The blood pressure issue is a reminder why providers are concerned about unrestricted OTC sales of contraceptive pills. There really can be side effects. And so, yeah, it would really be a good idea to let your caregiver know you were taking them, and to ask a caregiver for an assessment before you start using them. The same can be said of a lot of OTC medications, acetaminophen (a.k.a. Tylenol) being only the most notorious. But that doesn’t mean those medications should be made prescription only, and there seems to be a growing consensus that neither should the pill.
Thanks!
fl
Oh, and I forgot to say… if
Submitted by zilla (not verified) on Mon, 2010-08-30 06:37.Oh, and I forgot to say… if you are fortunate enough to have health insurance, and even more fortunate in having health insurance that covers contraceptive pills (many don’t), you have to go get them from the pharmacy, one month at a time, because most insurance will only let you get 30 days worth of meds at once. But at least you can go to any pharmacy.
The last five or six years I was on the pill, I had insurance that didn’t cover them, but I was earning enough money to buy a full year’s worth at a time. Whew!
In Washington when you sign
Submitted by Anonymous (not verified) on Mon, 2010-08-30 21:45.In Washington when you sign up with Planned Parenthood for their free birth control you get a whole years worth at once. It was kind of a pain to keep track of, but I wish that my insurance would let me do that now, they’re only paying for about 20% of the full cost anyway, so I don’t see why they should care whether they pay for it all at once or have to run the whole thing through the system every three months.

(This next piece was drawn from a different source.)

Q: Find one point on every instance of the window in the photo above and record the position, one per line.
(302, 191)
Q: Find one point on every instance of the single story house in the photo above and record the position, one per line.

Plus the pharmacy read the scrip wrong this year and it took them forever to figure out that I had a prescription for 12 months worth of pills rather than just 6 which was only just sorted out right before it would have been a huge annoying big deal.
Convenience is a very big
Submitted by Eve (not verified) on Wed, 2010-09-01 10:33.Convenience is a very big deal. I’m extremely lucky in that regard. I happen to be young enough to still be on my mom’s health insurance, which is payed for in full by her employer (I wonder if the importance he places on providing that to his employees has anything to do with his being from Belgium?). Said insurance (Kaiser Permanente) covers birth control, including allowing me to switch brands as many times as I need to find one that works (no forcing me to stay with a pill that makes me crazy). They let me have 3 months worth at a time, for which I only pay a $5 copay. I am allowed a year worth of refills before I have to come in again, and they’re flexible about that too. Kaiser pharmacy will ship my prescription to my home free of charge, but if I didn’t have that option, the nearest Kaiser pharmacy (and hospital) is a 15 minute walk from my home. I’m also lucky enough to live in California in the San Francisco bay area, where you generally never hear about pharmacists refusing to fill prescriptions or doctors refusing to prescribe contraception to unmarried women or teens.
I also realize how much of that is simply luck. And it shouldn’t be that way. It isn’t right that I should only have all of that available to me because of luck. And it isn’t right that anyone else should not have any of that just because they aren’t that lucky. It should be a given for everybody.